Grit over grades: insights from a university lecturer

Grit may be the biggest distinction between a good employee and a great one

Interviews can help determine a candidate’s fit, but it’s important to be strategic about your approach to the interview process. An excellent candidate may not interview well, while a less-than-ideal candidate may be excellent at persuading you to give them a shot. With the baby boomers retiring and recent graduates moving into their careers, finding the right candidates for your organization is as important a task as ever. 

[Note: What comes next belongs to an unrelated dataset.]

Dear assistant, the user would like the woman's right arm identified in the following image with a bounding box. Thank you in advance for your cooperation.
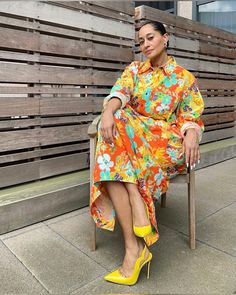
[101,61,139,144]
[101,97,122,144]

First, a word about grades. I work with undergraduate students every day. Recent graduates bring something both valuable and dangerous to the interview process: their grades.  They have been formally assessed for years and most employers can gain access to those grades. However, grading systems, ideologies, expectation levels, and course difficulty are wildly different from one professor to the next.  The education system also places a lot of emphasis on talent, which is not the greatest predictor of success. Grades can provide insight into things like a student’s ability to consistently submit work on time, their reading, writing, and arithmetic skills, as well as their ability to follow instructions. However, grades don’t necessarily convey a student’s level of passion for a subject area, nor their ability to manage stress or work through tough problems. Grades also don’t provide insight to personality or strong character. In my experience as a post-secondary lecturer, I constantly see the ways in which grades don’t tell the whole story. Perhaps an excellent student recently experienced a family tragedy, which caused their grades to slip. Or a less-than-enthusiastic student is placed in a group with strong, engaged students and reaped the rewards of their hard work without having to contribute very much to the project. I’m not making excuses for underachieving students, nor am I undermining the outstanding students whose grades truly reflect of their abilities, however, I am empathetic that life is more than just school, and grades don’t tell the whole story.

Three questions to determine grittiness

Conversely, grit—otherwise known as stick-with-it-ness, determination, or the ability to follow through—has proven to be a very reliable trait for predicting success and it may be the single most important difference between hiring a good employee and hiring a great employee. Building on the work of authors Angela Duckworth (Grit: The Power of Passion and Perseverance), as well as Linda Kaplan Thaler and Robin Koval (Grit to Great: How Perseverance, Passion, and Pluck Take You From Ordinary to Extraordinary), there are two parts to the grit equation: passion and perseverance. With that in mind, here are three questions to help determine the grittiness of potential candidates. 

In what ways are you continuing your education in this field, whether formal or informal?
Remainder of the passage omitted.